Details of the US Federal Reserve's last meeting reveal divisions over how soon to reverse course on monetary policy, although the Fed appeared intent on completing a $600 billion bond-buying plan.
A few officials at the Fed's March 15 policy-setting meeting thought a stronger economy could warrant tightening monetary conditions this year, although others believed the Fed could maintain its ultra-loose stance beyond 2011, according to minutes of the meeting released on Tuesday said.
Similarly, some members of the Fed's policy panel thought the central bank should be prepared to cut short its bond purchases if growth quickened or inflation threatened to move higher.
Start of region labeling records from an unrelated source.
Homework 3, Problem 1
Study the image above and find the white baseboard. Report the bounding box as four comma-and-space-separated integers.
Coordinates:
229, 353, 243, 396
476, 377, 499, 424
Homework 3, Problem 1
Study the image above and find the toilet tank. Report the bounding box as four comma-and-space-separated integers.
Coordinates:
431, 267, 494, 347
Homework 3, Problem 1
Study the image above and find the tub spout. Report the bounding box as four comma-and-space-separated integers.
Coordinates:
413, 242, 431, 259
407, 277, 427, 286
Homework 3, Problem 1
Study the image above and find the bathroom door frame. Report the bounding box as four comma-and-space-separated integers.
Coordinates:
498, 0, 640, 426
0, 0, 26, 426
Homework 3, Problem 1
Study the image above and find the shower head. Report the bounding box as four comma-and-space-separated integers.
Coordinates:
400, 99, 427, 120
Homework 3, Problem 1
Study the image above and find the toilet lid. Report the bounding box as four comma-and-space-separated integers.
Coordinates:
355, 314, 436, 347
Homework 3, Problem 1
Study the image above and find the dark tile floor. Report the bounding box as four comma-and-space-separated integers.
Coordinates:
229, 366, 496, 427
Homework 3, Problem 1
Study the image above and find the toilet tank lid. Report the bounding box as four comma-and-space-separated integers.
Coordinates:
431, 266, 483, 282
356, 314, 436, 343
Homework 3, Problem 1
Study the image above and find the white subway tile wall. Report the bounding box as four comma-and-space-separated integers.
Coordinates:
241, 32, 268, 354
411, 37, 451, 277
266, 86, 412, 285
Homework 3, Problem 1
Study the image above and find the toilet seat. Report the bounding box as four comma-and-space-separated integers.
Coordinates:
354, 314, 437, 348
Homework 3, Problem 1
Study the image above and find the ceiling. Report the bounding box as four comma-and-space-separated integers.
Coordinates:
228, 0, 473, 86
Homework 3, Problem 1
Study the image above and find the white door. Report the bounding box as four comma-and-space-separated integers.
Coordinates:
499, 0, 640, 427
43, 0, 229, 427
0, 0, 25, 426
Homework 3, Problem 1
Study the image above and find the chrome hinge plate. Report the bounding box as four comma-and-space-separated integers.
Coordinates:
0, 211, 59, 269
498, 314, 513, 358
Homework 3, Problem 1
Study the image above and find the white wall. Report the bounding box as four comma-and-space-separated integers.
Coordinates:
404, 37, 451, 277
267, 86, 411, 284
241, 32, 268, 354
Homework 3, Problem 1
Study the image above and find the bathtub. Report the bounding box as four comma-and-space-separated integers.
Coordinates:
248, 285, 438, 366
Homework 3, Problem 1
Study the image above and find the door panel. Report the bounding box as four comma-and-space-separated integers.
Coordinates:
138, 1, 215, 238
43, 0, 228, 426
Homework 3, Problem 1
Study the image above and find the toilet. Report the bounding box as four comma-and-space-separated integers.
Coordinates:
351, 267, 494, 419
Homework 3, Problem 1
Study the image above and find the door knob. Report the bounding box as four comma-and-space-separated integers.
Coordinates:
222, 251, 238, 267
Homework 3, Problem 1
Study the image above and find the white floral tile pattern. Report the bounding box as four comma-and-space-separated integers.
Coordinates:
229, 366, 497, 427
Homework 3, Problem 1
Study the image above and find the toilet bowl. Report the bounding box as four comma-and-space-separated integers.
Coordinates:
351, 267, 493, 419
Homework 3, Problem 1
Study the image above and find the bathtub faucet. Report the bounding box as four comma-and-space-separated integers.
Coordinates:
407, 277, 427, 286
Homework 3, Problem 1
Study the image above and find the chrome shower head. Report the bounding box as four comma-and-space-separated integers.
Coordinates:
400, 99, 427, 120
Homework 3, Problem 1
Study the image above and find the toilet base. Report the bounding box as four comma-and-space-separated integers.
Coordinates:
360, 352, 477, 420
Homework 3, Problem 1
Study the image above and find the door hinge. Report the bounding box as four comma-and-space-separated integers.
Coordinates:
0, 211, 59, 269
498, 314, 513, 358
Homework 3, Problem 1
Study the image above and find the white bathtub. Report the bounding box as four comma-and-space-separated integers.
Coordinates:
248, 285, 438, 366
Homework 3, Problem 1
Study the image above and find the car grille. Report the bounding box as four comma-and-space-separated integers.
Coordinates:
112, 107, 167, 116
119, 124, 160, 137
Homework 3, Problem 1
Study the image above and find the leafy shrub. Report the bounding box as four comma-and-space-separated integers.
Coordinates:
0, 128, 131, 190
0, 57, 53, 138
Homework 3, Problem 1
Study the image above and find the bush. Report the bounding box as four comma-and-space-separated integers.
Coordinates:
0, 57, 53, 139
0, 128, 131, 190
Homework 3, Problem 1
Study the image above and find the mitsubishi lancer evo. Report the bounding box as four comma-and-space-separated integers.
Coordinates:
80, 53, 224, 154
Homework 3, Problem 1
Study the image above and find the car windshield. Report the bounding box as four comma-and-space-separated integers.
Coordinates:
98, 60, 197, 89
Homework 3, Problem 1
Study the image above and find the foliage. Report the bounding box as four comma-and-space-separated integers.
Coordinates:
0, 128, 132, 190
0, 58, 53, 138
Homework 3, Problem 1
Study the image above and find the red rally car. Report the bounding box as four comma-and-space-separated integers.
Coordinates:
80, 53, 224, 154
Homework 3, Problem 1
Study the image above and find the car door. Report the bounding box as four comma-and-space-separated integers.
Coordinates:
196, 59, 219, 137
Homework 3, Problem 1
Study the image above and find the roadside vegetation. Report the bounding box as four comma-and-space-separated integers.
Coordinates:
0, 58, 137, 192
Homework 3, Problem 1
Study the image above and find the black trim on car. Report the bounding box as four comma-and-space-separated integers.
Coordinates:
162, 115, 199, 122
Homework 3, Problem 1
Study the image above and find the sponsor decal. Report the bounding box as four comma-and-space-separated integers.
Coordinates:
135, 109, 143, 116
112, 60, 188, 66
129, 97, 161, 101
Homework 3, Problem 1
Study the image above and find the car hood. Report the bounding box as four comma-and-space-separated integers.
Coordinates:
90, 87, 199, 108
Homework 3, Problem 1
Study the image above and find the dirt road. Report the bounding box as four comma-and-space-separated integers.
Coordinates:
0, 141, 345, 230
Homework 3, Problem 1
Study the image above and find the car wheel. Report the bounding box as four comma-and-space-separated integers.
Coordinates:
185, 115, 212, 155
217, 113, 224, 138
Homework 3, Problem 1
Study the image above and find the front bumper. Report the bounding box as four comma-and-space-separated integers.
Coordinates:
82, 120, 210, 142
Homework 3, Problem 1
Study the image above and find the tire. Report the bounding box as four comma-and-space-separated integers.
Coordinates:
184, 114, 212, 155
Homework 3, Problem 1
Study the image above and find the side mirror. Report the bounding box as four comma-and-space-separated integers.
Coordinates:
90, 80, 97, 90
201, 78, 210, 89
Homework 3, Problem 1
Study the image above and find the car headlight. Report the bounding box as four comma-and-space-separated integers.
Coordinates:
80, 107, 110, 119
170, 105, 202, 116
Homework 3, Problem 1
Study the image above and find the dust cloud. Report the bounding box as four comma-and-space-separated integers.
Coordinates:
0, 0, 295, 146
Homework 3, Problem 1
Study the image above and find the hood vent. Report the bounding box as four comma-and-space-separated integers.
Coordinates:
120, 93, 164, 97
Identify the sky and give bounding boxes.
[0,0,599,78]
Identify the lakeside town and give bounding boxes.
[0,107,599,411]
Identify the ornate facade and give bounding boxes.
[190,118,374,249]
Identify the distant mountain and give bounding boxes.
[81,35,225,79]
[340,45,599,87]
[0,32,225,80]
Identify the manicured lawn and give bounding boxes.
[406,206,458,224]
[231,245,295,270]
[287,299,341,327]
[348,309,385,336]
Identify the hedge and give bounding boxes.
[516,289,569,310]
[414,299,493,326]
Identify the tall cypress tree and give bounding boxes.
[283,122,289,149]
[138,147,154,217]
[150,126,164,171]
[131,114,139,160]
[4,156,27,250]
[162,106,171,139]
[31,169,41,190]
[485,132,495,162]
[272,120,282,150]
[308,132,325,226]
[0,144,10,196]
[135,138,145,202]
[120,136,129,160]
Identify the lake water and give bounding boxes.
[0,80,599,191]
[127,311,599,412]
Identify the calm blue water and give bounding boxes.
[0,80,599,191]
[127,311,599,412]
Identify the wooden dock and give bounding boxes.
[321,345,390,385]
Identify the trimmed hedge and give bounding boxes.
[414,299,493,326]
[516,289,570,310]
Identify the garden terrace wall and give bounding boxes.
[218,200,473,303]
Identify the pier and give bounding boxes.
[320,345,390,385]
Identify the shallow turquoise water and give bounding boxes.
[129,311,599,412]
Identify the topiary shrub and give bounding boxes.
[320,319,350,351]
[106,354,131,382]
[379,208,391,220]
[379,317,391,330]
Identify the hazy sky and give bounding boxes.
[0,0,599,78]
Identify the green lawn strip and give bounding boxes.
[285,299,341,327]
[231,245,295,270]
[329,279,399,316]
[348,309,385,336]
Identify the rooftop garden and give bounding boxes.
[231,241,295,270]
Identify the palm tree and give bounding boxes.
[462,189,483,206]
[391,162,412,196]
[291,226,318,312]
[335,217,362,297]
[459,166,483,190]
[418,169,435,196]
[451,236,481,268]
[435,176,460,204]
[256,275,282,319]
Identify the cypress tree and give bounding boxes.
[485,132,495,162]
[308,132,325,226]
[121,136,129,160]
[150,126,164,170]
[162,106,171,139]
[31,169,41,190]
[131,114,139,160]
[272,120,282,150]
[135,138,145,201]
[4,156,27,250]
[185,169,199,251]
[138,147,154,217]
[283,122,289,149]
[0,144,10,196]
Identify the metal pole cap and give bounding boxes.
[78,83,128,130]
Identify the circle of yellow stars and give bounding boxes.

But several others did not anticipate any need for adjustments, the minutes said.
The split reflects the challenge the Fed faces in timing the withdrawal of its massive support for the US economy. The central bank cut overnight interest rates to near zero in December 2008 and then bought $1.7 trillion in mortgage-related and government debt. It launched its latest bond-buying plan in November.
Tightening US financial conditions too early could stifle a tentative economic recovery, while waiting too long could unleash a surge of inflation.
In a policy statement at the conclusion of its meeting on March 15, the Fed said the economy was on a firmer footing but that high unemployment and still-low inflation warranted continuing its support for the recovery.
Despite impatience among its ranks, top officials at the Fed have given no sign they intend to curb bond buying or move with any haste to tighter financial conditions.
In that regard, the Fed stands in contrast to other major central banks around the world, which are ready to raise borrowing costs to counter rising prices. The European Central Bank is expected to bump rates higher on Thursday.
The Fed meeting minutes showed officials increasingly concerned about a surge in energy and commodity prices and the possibility an inflationary psychology might take root.
They concluded that the current bout of higher inflation would be temporary, but vowed to keep a watchful eye on whether consumers and businesses were beginning to expect higher inflation in the future. Such expectations could become self-fulfilling if built into wage and price decisions.